Researchers at the Francis Crick Institute have uncovered a new mechanism that macrophages, a specialised type of immune cell, use to eliminate the bacteria causing tuberculosis (TB). This offers a new potential target for therapies against bacterial infections such as TB.
For the first time, in a paper published today in the Journal of Cell Biology, researchers have shown how human macrophages use highly reactive chemicals called ‘reactive oxygen species’ (ROS) from peroxisomes to restrict the replication of TB bacteria.
Peroxisomes are a type of small structure inside the cell called an organelle. They are vital for cell metabolism by making and breaking down fatty acids, alongside generating ROS such as hydrogen peroxide (H2O2).
More recently, they have been found to help immune cells, such as macrophages, fight bacterial infections. In healthy conditions, cells can use ROS to regulate oxidative stress – a balance of these chemicals – in the cell. During infection, macrophages produce ROS when they engulf microbes in vesicles, or sacs, called phagosomes. These phagosomes help to break down and kill the bacteria and are a key first-line defence for the immune system against infection.

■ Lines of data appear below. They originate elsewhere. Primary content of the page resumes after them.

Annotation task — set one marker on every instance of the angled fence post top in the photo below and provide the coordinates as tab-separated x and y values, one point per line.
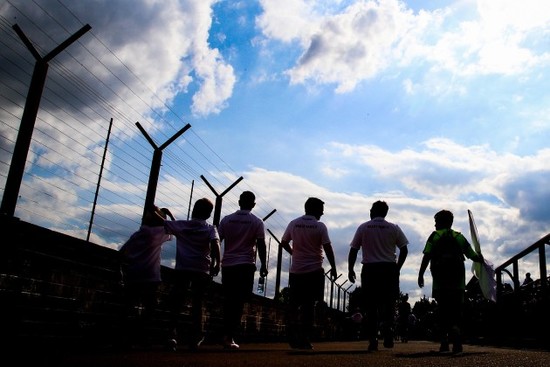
24	136
156	164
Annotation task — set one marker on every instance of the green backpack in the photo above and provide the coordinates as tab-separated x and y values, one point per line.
447	260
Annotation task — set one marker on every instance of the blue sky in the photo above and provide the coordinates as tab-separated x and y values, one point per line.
427	105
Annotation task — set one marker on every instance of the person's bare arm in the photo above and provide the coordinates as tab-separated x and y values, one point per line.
329	252
352	257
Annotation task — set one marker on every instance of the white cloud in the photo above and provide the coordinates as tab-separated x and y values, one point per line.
345	46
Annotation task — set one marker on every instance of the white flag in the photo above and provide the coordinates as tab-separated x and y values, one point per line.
484	272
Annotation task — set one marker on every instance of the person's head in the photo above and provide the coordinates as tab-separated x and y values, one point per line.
443	219
202	209
379	209
315	207
155	216
247	200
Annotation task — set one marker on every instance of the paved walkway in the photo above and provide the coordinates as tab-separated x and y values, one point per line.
329	354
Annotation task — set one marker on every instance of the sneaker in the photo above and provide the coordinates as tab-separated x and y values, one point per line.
373	346
229	343
300	344
196	344
171	345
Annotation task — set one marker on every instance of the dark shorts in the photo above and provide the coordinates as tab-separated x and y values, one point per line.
307	287
238	280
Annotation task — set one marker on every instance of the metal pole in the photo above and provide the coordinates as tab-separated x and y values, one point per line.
99	180
24	136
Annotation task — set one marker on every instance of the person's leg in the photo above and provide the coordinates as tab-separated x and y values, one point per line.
388	291
199	284
129	316
444	318
313	290
149	296
370	306
455	320
293	315
237	283
178	295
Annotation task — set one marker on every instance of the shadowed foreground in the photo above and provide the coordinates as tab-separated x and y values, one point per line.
329	354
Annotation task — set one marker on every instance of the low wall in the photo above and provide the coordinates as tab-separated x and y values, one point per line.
59	291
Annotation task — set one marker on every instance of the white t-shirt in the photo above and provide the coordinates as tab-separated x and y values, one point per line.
239	232
308	235
378	240
193	239
142	254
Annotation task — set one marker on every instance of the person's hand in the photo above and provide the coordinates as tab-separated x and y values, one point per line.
421	281
333	274
351	276
214	270
263	271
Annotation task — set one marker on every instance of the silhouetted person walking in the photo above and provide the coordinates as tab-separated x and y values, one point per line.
378	241
242	233
445	251
140	266
309	239
197	261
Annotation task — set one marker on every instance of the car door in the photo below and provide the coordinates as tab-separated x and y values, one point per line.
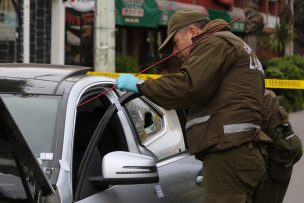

Mycobacterium tuberculosis (Mtb), the bacteria responsible for TB, infects around 10 million people worldwide each year and kills around 1.6 million of those infected. One reason for this high infection rate may be the bacteria’s ability to damage the macrophage’s phagosome system, avoiding destruction and remaining in the water-soluble part of the cell, called the cytosol, for long periods of time. Until now, this specific mechanism of how macrophages fight back against this was not known.

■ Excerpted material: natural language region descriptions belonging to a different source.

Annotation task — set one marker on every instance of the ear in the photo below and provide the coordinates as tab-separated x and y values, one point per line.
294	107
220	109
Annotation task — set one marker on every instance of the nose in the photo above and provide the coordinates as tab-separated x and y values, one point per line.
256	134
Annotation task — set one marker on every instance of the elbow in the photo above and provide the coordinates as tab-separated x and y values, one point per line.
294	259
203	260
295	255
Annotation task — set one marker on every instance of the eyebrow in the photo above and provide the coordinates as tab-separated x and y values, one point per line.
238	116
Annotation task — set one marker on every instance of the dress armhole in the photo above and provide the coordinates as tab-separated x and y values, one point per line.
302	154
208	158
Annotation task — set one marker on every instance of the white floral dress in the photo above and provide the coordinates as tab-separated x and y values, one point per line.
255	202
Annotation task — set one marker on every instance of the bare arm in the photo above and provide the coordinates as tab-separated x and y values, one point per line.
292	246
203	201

The researchers at the Crick used a combination of human stem-cell-derived macrophage (iPSDM) cells with fluorescent reporters to investigate the impact of peroxisomes on TB infection and ROS production, particularly hydrogen peroxide.
They showed that infection with TB bacteria causes an increase in the number of peroxisomes in the cytosol of human macrophages, and more peroxisomes had an altered shape.

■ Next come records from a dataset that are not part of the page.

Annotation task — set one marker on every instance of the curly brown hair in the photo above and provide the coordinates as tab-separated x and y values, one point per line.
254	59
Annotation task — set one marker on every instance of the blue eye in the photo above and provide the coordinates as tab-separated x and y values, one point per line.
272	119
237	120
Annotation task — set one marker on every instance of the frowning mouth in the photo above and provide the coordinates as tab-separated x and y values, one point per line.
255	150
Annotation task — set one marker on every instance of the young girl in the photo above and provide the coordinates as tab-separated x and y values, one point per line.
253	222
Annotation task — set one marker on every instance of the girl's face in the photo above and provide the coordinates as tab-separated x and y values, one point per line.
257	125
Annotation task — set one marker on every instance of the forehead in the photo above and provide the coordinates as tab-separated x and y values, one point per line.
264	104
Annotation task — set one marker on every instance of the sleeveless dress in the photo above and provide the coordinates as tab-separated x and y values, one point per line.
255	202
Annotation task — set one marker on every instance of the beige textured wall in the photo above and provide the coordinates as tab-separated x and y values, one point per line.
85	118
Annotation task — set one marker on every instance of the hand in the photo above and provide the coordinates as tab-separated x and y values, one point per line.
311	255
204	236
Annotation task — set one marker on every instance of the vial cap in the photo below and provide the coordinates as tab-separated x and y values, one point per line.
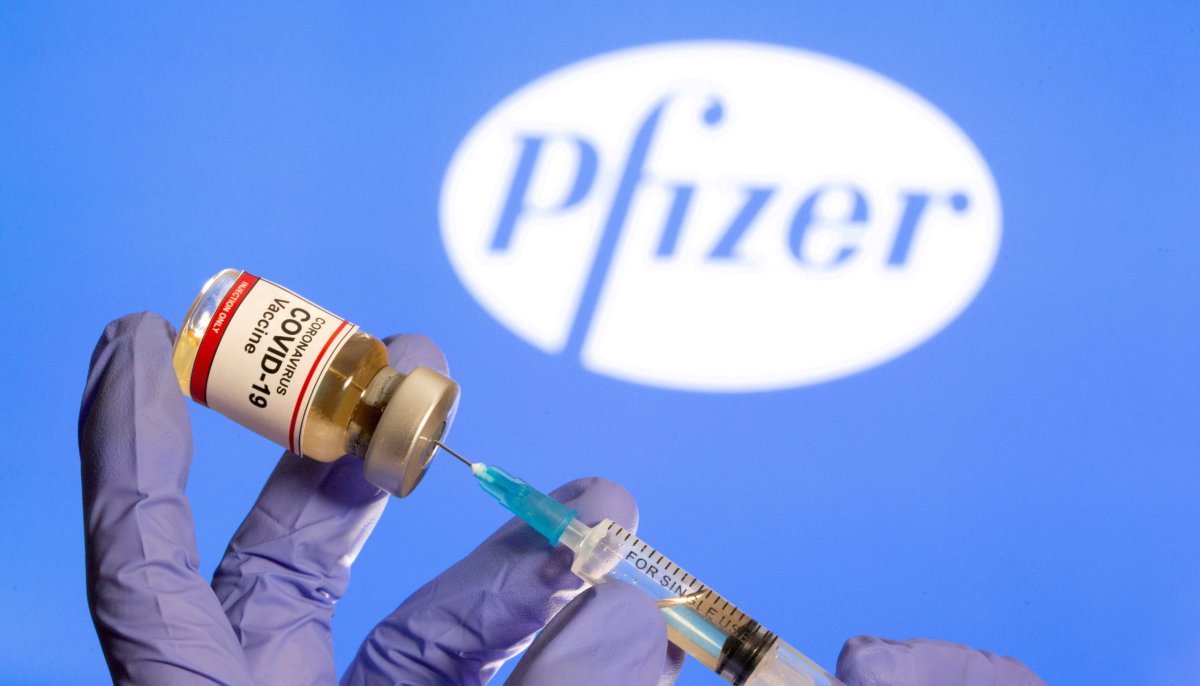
419	413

When the researchers used gene editing technology (known as CRISPR/Cas9) to delete genes responsible for peroxisome production, they saw an increase in TB bacteria replication. This observation suggests that peroxisomes are crucial in restricting bacterial replication happening within the cell’s cytosol.
In the infected cells, the researchers noticed that an enzyme linked to hydrogen peroxide degradation was increased, showing that hydrogen peroxide must be involved in controlling infection. They tagged hydrogen peroxide with a fluorescent marker and saw that its levels increased in peroxisomes in cells infected with TB bacteria, but not in uninfected cells or in cells where bacteria couldn’t enter the cytosol.
These results suggest that human macrophages take advantage of hydrogen peroxide produced by peroxisomes to control the number of bacteria in the cytosol, even after these bacteria have been successful in evading the phagosome system.
The team then used drugs which boost peroxisome synthesis or increase hydrogen peroxide production in peroxisomes, which were found to restrict TB bacteria replication in the cytosol. This is independent of phagosome-associated pathways in macrophages, highlighting a back-up plan for cells to battle infection.
Enrica Pellegrino, first author and post-doctoral researcher at the Crick, said: “There’s not a lot of research done with mammalian cells, so we aimed to use both human macrophages and gene editing technology to understand in a human-relevant system how these cells can fight infection when bacteria outsmart the phagosome degradation pathways. Understanding these pathways may help us develop host-targeted therapies against infection, not only against TB but also other bacteria that can access the cytosol of infected cells.”
Max Gutierrez, Group Leader of the Host-Pathogen Interactions in Tuberculosis Laboratory at the Crick, said: “Our study brings another layer of control in the development of an immune response against intracellular bacteria and highlight that our immune cells have multiple mechanisms to restrict the spreading of infections.”
The next steps for the research will focus on investigating if this new mechanism applies to infections with other types of bacteria, with the hope that this opens up new potential avenues for antimicrobial therapies.